Oct 1 marked the opening of grouse & woodcock season in Maine, and Lexi and I have made it the past two weekends. We’ve had little luck, though.
On the first weekend, we hit a cover in the afternoon, after I spent the AM at Poulin’s and Julia’s, checking out the guns in their fall auctions. Poulins and Julia’s hold two major firearms auctions a years — one in the spring and one in the fall. I make a point of checking them both out, if only to see some of the spectacular doubles they’re selling.
Poulin’s sale had a couple doubles that caught that interested me. This 12g, J. Funken sidelock was good quality, and the finished looked pretty original to me. But while it was a nice gun, it didn’t WOW.
I thought this 12g Westley Richards droplock was sleeper. The gun was rebarrelled by Westley in the 50’s, and both tubes were in as-new shape (minus some of original blueing). The stock was a little messed with, but not in a bad way.
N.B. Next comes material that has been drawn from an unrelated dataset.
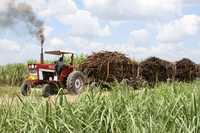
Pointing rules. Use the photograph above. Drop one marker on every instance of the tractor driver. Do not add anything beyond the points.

Add a Silver’s pad, and it would be good to go.
Interestingly, the patent Westley based this gun’s single trigger on was developed and filed by an American: A.E. Lard. It’s a complicated design, but Westley built them with top-quality components, construction and fittings. This made them reliable and subsequently, very popular. L.C. Smith used a similar Lard-patent for their Hunter One single triggers, but failed to apply the same quality control. That’s one reason the Hunter Ones can be such PITA.
Over at Julia’s, a few guns caught my eye. If I were going to the UK to shoot high pheasants, I would have bought these Browning B25s. They’re rugged, reliable, good looking, and heavy enough to suck up a day’s worth of 1 1/4oz loads. These guns hammered down for $8000 against a reserve of $12,500 — so they didn’t sell. Has they hit $12,500, they still would have been a good deal. They’re a lot of quality for the money. To see just how much, compare them to this next pair of guns.
This OU is a titanium Fabbri, a double that’s supposed to b the pinnacle of modern gunmaking. Even though this one waspretty much new and probably cost the original owner $150,000+, bidding on it topped put at $80,000 against a reserve of $100,000.
I have mixed feeling about Fabbris. To me, they’re sort of like the new James Bond movies: I want to love them, but every time I see them I’m disappointed. According to this piece in The Field, Fabbris use advanced steel and building techniques to construct their guns. While I’m glad someone in the gun trade is doing this kind of stuff, I wonder if its unnecessary. After all, we’re talking about shotguns, not fighter jets. Perazzi’s and Krieghoffs don’t use super high-tech steels and advanced construction techniques, and their guns have withstood hundred-of-thousands of rounds and won enough Olympic medals to decorate the Christmas tree in Times Square. I imagine Fabbri does it for the same reason their customers buy these OUs: Because they can.
Now for a couple doubles that didn’t disappoint. The first one was this monster 4-bore Holland & Holland double rifle which hammered down for $130,000 ($149,500 with the premium). The second was this .577 Holland & Holland Double Rifle. It brought $115,000 with the juice.
In these two side-by-sides, you could see the evolution of the really big bore. The 4-bore was built in 1884 and at that time it was one the biggest rifles you could buy. The .577 was from 1928. It pushed a 750 grain bullet with 90 grains of cordite — ka BOOM. Both guns were made for Indian princes. Judging by the guns’ conditions, the princes didn’t take these doubles out very much.